Percutaneous and open release both effectively treat trigger finger, but percutaneous release enables quicker recovery, faster return to daily activities, and less pain medication use with similar safety.

Background

The comparative safety and clinical effectiveness of percutaneous A1 pulley release versus open surgical release for trigger finger (stenosing tenosynovitis) remain topics of ongoing debate. This systematic review and meta-analysis evaluated outcomes between these two surgical techniques and explored the added value of ultrasound-guided percutaneous release in enhancing precision and patient outcomes.

Method

Randomized controlled trials (RCTs) issued up to 11 August 2025 were analyzed. Key databases, including Embase, PubMed, and the Cochrane Library, were explored for studies comparing percutaneous trigger finger release with open surgery. Key outcome measures encompassed functional recovery (Quick Disabilities of the Arm, Shoulder, and Hand; Q-DASH scores), pain (visual analog scale; VAS), complication rates, revision rates, grip strength, range of motion, and time to return to work.

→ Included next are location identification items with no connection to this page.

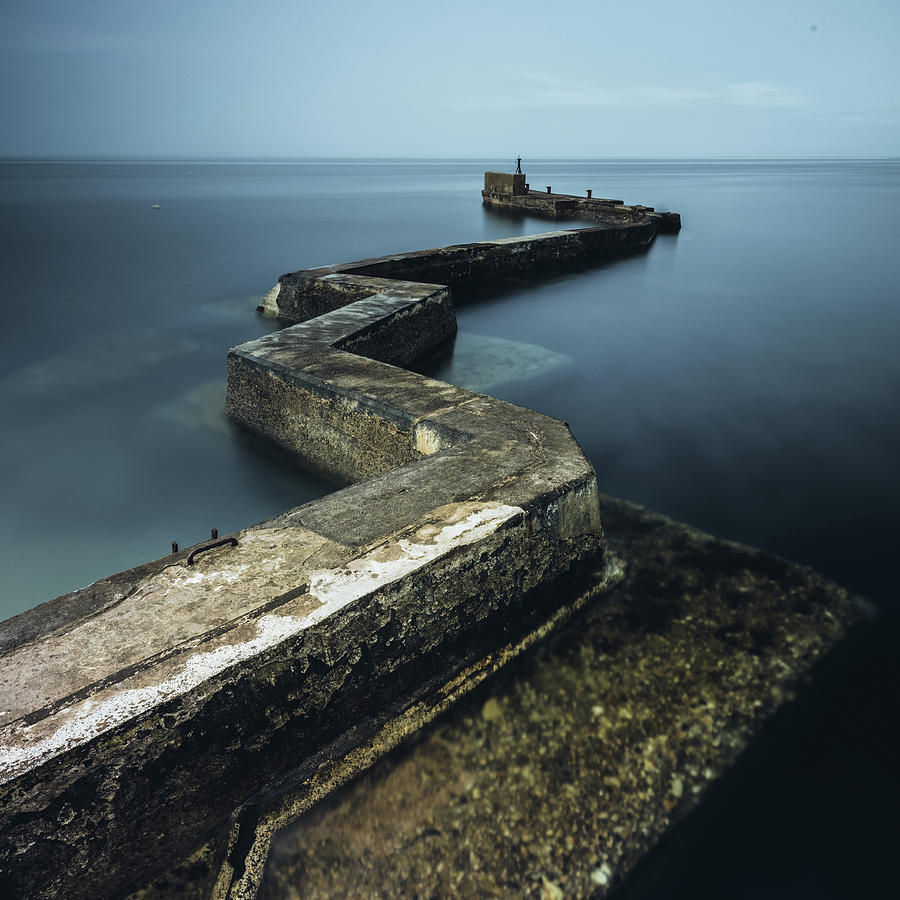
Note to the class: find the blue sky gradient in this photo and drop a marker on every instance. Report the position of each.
(408, 79)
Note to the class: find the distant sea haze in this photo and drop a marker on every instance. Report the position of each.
(741, 376)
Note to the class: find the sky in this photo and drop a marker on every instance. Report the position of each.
(574, 78)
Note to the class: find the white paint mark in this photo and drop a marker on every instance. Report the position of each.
(460, 525)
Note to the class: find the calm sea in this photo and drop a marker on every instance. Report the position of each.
(742, 376)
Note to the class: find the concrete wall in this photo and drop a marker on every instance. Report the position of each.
(504, 183)
(306, 294)
(142, 715)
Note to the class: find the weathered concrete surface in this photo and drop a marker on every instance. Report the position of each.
(143, 715)
(303, 295)
(190, 712)
(567, 206)
(557, 777)
(504, 183)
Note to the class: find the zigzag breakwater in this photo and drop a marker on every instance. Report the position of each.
(200, 702)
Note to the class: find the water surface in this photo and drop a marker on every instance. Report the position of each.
(741, 376)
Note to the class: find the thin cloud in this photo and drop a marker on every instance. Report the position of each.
(61, 37)
(761, 93)
(544, 92)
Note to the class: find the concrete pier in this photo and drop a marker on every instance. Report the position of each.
(190, 708)
(500, 195)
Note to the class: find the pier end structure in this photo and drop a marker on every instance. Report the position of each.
(498, 194)
(179, 705)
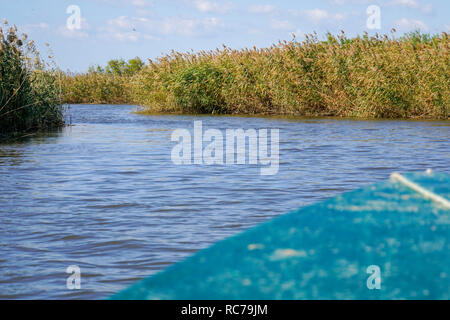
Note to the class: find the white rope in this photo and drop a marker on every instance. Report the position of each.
(426, 193)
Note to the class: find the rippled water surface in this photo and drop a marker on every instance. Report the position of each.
(104, 194)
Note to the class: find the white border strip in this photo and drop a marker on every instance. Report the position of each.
(426, 193)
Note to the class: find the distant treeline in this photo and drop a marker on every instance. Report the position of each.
(371, 77)
(30, 98)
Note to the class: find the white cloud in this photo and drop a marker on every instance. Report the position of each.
(319, 15)
(406, 3)
(211, 6)
(75, 33)
(37, 26)
(281, 24)
(126, 28)
(297, 33)
(405, 24)
(139, 3)
(262, 8)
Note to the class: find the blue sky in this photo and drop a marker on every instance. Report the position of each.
(149, 28)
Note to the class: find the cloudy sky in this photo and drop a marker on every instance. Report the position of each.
(149, 28)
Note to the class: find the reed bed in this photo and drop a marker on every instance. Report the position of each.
(368, 77)
(30, 98)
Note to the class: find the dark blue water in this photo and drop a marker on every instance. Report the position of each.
(104, 194)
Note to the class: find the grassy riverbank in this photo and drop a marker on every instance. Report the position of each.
(29, 90)
(370, 77)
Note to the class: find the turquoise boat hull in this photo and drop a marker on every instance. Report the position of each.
(326, 251)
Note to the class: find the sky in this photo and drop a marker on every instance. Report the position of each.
(110, 29)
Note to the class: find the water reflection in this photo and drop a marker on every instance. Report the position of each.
(103, 194)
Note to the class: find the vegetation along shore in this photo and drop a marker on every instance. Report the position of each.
(370, 77)
(366, 77)
(30, 89)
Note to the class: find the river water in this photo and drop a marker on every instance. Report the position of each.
(104, 194)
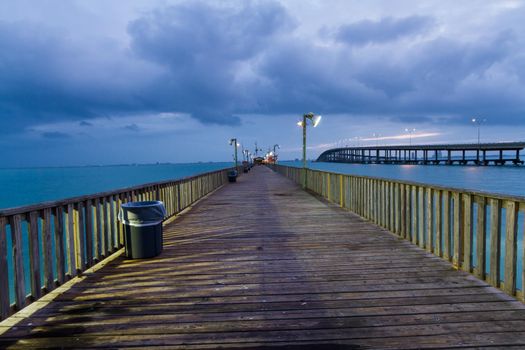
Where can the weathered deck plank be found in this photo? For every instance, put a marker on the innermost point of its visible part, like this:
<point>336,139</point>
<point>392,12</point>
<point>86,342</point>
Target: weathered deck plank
<point>263,264</point>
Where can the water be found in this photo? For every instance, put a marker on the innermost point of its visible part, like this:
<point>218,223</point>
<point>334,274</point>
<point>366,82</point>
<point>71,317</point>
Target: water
<point>26,186</point>
<point>495,179</point>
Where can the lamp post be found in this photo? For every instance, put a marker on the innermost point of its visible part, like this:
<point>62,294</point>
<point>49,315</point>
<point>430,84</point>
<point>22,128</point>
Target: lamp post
<point>410,132</point>
<point>314,120</point>
<point>376,136</point>
<point>235,145</point>
<point>478,122</point>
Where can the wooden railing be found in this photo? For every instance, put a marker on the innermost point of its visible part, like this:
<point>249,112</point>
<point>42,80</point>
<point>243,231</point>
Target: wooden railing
<point>480,233</point>
<point>44,245</point>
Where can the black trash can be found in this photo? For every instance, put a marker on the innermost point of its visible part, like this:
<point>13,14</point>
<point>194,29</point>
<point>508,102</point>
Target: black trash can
<point>232,176</point>
<point>142,228</point>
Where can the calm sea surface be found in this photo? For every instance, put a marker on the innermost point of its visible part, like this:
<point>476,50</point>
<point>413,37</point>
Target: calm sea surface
<point>505,179</point>
<point>33,185</point>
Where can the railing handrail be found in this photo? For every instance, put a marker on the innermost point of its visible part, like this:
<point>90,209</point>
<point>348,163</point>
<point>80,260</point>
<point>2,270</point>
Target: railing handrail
<point>71,200</point>
<point>501,196</point>
<point>71,235</point>
<point>475,231</point>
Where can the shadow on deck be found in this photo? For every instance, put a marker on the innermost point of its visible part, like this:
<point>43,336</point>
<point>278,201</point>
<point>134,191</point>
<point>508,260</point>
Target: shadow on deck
<point>261,264</point>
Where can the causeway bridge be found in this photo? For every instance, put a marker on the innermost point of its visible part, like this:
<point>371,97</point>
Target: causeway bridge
<point>462,154</point>
<point>350,263</point>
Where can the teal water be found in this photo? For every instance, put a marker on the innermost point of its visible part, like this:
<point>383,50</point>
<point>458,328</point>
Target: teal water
<point>26,186</point>
<point>494,179</point>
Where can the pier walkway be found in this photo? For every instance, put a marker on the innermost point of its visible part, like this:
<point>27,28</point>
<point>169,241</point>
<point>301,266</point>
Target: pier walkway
<point>262,264</point>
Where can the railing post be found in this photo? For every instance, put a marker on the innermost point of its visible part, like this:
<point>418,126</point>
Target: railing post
<point>511,241</point>
<point>5,309</point>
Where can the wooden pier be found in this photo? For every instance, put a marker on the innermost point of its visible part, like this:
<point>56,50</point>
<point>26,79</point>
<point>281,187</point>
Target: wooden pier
<point>461,154</point>
<point>262,264</point>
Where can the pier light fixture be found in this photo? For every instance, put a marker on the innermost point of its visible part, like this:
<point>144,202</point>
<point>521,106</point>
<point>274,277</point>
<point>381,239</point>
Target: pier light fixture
<point>233,142</point>
<point>314,121</point>
<point>477,122</point>
<point>274,152</point>
<point>410,132</point>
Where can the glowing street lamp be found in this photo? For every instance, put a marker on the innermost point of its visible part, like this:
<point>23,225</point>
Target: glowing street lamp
<point>235,144</point>
<point>314,120</point>
<point>478,122</point>
<point>410,132</point>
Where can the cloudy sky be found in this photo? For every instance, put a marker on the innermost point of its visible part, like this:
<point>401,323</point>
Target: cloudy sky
<point>104,82</point>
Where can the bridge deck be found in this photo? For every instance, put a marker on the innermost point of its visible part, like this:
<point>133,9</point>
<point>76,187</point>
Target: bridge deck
<point>260,264</point>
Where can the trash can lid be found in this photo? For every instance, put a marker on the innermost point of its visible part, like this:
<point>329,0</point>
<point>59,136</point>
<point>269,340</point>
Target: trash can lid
<point>142,212</point>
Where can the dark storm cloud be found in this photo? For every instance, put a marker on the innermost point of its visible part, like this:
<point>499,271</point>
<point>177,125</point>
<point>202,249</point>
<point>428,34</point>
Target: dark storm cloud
<point>204,49</point>
<point>55,135</point>
<point>132,127</point>
<point>217,62</point>
<point>384,30</point>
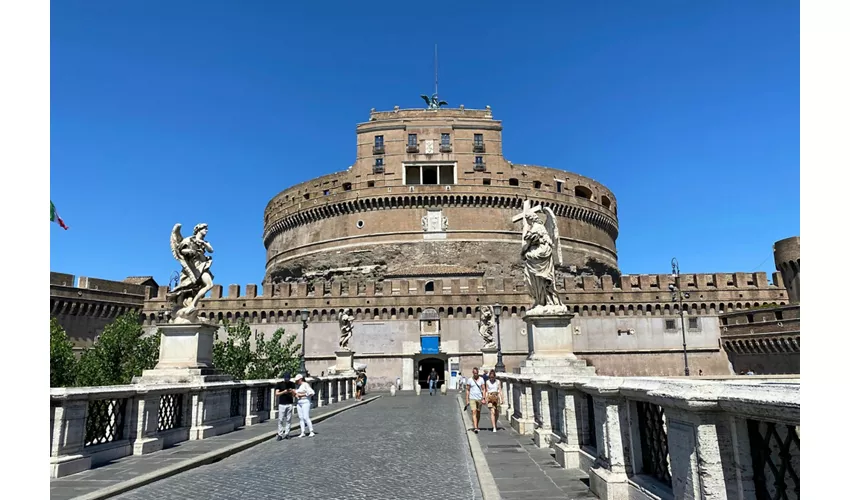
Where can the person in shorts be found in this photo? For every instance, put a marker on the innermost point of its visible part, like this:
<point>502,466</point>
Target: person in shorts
<point>475,397</point>
<point>494,397</point>
<point>359,394</point>
<point>285,405</point>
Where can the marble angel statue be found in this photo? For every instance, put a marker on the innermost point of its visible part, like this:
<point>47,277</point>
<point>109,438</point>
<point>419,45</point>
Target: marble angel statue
<point>485,327</point>
<point>540,250</point>
<point>195,276</point>
<point>346,328</point>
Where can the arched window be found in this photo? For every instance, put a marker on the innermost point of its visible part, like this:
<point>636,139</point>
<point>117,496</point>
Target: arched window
<point>583,192</point>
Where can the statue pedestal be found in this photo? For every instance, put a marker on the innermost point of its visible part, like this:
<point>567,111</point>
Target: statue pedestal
<point>185,356</point>
<point>550,344</point>
<point>344,362</point>
<point>490,357</point>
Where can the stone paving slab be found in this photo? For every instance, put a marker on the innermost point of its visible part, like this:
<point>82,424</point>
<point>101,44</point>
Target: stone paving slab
<point>97,483</point>
<point>521,470</point>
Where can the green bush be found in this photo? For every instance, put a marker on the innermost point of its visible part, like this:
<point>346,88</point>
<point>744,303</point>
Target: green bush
<point>120,353</point>
<point>63,363</point>
<point>270,359</point>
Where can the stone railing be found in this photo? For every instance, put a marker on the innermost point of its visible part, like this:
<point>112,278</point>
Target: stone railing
<point>93,425</point>
<point>655,438</point>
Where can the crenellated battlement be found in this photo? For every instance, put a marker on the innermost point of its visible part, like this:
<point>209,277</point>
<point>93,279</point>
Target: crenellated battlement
<point>709,294</point>
<point>643,283</point>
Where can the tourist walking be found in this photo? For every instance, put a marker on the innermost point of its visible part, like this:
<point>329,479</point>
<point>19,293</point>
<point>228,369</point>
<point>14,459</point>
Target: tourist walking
<point>494,397</point>
<point>475,397</point>
<point>432,381</point>
<point>358,395</point>
<point>304,392</point>
<point>285,402</point>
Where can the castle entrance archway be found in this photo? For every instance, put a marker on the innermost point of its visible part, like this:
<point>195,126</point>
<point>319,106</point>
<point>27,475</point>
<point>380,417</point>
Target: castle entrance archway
<point>424,367</point>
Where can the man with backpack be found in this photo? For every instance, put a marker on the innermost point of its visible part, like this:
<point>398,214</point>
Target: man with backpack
<point>475,397</point>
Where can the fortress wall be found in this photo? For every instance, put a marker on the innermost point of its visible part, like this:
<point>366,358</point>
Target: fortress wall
<point>85,312</point>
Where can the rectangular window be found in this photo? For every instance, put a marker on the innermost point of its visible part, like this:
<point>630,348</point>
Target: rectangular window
<point>411,174</point>
<point>447,174</point>
<point>429,174</point>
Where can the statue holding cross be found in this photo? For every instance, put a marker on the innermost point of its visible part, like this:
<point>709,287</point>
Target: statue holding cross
<point>541,247</point>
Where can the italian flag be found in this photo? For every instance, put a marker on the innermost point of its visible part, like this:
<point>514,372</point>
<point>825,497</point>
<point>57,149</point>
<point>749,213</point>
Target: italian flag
<point>54,217</point>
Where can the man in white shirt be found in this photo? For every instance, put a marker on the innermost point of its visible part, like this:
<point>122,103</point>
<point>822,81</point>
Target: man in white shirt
<point>475,397</point>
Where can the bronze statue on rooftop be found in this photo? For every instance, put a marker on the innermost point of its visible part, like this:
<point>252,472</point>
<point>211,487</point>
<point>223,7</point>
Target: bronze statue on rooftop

Endpoints were determined across multiple follow-up intervals: immediate (one week), short-term (<one month), mid-term (three months), and long-term (six months). Subgroup analysis determined ultrasound-guided versus non-guided percutaneous techniques.

Result

A total of 14 RCTs involving 996 patients were incorporated. Percutaneous A1 pulley release illustrated substantially superior outcomes in early recovery phases, including improved Q-DASH functional scores at immediate (mean difference; MD: 24.94), short-term (MD: 15.08), and mid-term follow-up (MD: 7.27).

Additionally, those undergoing percutaneous release experienced faster return to work (MD: 12.82 days) and shorter duration of post-surgery analgesic usage (MD: 4.66 days). However, long-term outcomes, including DASH scores, grip strength, joint mobility, pain scores, complication rates, and need for revision surgery, were comparable between both techniques. 

Conclusion

Both percutaneous and open trigger finger release surgeries proved to be safe and effective treatment options. However, percutaneous release offered faster functional recovery, reduced postoperative pain medication use, and earlier return to daily activities, without compromising long-term outcomes or safety.

Source:

Journal of Orthopaedic Science

Article:

Comparative effectiveness of open versus percutaneous release for trigger fingers: A systematic review and meta-analysis of randomized controlled trials

Authors:

Kuan-Chen Huang et al.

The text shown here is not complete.